What caught most people’s attention in regard to its usage was the fact that the North Korean’s had unearthed an archaic and rarely used word to describe Trump. Many (including myself) had until then never come across the word. This week we had a moment to laugh with the North Koreans and poke all sorts of jibes at the United States of America. Not only had President Donald Trump managed to continually malign the World’s greatest nation’s election as a fraud, he had in the course of the week been able to marshal an army of rednecks to lay siege on Capitol Hill, the seat of the USA’s most sacrosanct institutions.

 

In his actions, not only did we see this deranged ‘dotard’ desecrate the country’s institutions, but we also got a chance to see him complete the handover of control of Congress and the Senate to the Democrats in the Georgia Senate races. It is a fleeting moment of schadenfreude for us because tomorrow the USA will, despite the egg on its face, pick itself up and resume its position in the ‘free world’.

 

Why will the USA be able to pick itself up and get on with being a great nation?
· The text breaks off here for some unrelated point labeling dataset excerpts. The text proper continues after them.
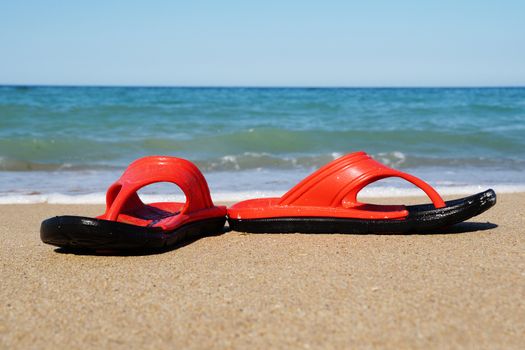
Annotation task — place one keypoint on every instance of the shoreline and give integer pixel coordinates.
(460, 288)
(372, 193)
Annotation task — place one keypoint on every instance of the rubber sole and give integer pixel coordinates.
(78, 232)
(421, 218)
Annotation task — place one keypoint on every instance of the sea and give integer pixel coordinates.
(68, 144)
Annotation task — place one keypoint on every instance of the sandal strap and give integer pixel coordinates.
(122, 195)
(338, 183)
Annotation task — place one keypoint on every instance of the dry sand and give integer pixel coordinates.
(456, 290)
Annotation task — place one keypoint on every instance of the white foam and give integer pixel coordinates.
(378, 192)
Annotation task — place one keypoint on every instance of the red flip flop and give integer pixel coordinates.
(326, 202)
(128, 223)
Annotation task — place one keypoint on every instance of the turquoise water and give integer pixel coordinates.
(76, 140)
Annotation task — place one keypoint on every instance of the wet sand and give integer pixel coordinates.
(461, 288)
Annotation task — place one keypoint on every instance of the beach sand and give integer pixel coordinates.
(461, 289)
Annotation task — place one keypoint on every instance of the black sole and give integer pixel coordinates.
(421, 218)
(78, 232)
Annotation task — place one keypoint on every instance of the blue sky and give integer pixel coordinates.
(263, 43)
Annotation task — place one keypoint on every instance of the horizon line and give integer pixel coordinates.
(267, 86)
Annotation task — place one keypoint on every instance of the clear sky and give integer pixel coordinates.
(263, 42)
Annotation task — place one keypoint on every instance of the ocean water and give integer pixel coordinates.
(67, 144)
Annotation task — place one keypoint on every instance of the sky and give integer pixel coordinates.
(263, 43)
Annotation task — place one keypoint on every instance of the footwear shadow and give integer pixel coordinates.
(134, 252)
(462, 227)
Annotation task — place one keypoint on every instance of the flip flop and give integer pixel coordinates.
(128, 223)
(326, 202)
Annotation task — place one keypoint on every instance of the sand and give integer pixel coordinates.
(455, 290)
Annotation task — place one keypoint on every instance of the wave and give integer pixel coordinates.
(229, 197)
(264, 160)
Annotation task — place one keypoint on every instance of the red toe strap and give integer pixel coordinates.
(338, 183)
(122, 195)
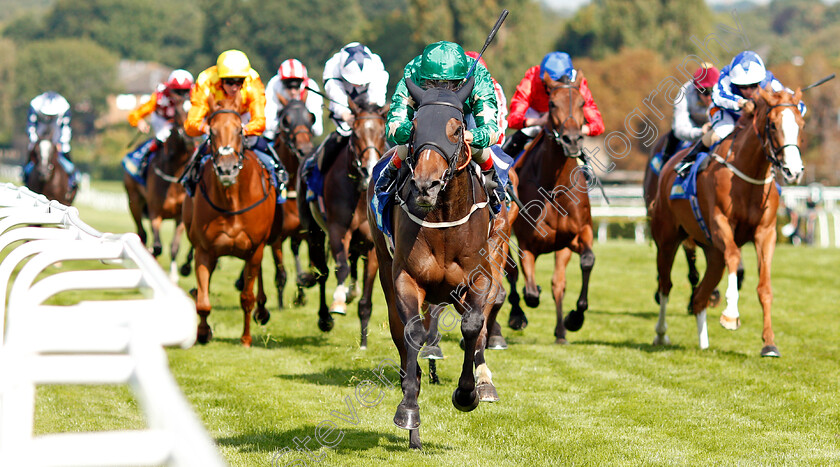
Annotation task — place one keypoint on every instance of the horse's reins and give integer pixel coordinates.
(241, 155)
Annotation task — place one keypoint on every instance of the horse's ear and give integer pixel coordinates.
(414, 90)
(466, 90)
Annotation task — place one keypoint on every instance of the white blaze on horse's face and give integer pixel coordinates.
(792, 166)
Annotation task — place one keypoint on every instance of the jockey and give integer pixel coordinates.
(352, 72)
(737, 86)
(529, 105)
(291, 82)
(161, 107)
(691, 113)
(49, 114)
(232, 74)
(501, 101)
(446, 63)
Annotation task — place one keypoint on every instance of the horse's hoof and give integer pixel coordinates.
(770, 351)
(407, 419)
(467, 406)
(518, 321)
(496, 343)
(731, 324)
(574, 321)
(714, 299)
(661, 340)
(338, 308)
(326, 325)
(306, 280)
(431, 352)
(487, 392)
(262, 316)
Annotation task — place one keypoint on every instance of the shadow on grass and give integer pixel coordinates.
(351, 441)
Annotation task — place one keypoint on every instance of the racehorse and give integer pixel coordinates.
(345, 214)
(231, 214)
(292, 144)
(441, 225)
(48, 176)
(163, 197)
(556, 214)
(737, 200)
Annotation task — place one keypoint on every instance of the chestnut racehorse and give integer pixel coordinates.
(556, 214)
(441, 225)
(231, 214)
(345, 215)
(163, 197)
(738, 200)
(48, 177)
Institutions. Vice President Pence said the following words in a letter he released before the sitting to certify President-Elect Joe Biden’s victory. “It is my considered judgment that my oath to support and defend the Constitution constrains me from claiming unilateral authority to determine which electoral votes should be counted and which should not,”

 

If there is any lesson for us to take from Vice President Pence’s statement, it is the fact that he realized that US institutions were stronger than any single person. Nations fail because of weak institutions. Weak national institutions are easily overrun by strong men who wish to assert their selfish interests over the rest of the people. All through history, we have seen leaders incite people to engage in unreasonable acts by creating a ‘them vs. us’ scenario. This is what Trump has been trying to do, using a subtle play on white privilege and fascism. It happened in Hitler’s Germany, and we saw it closer home in the Rwandan genocide.

 

The reason Trump has failed is best articulated in Daron Achemoglu and James Robinson’s “The Origins of Power, Prosperity and Poverty: Why Nations Fail”. In this essay, the authors explain that it is man-made political and economic institutions that underlie economic success. Revolutions in countries with weak institutions do not amount to much because those who mount those revolutions simply take over the reins of power to recreate similar systems from those they depose. It is therefore difficult for citizens to acquire real political power and change the way their society works.

 

As the riots on Capitol Hill showed, the USA is not a “perfect union’, but has strong institutions to prevent it from failing. While Donald Trump may have had his day in the White House, the electoral system (as an institution), however imperfect, stood the test of his machinations and enabled the voters to eject him. And that is what democracy is about. You can have a ‘Trump’ yes, but if the system works, it should not take forever for the system to eject such a deranged dotard. For the Americans, this shall pass. For us, we continue to live on a wing and a prayer.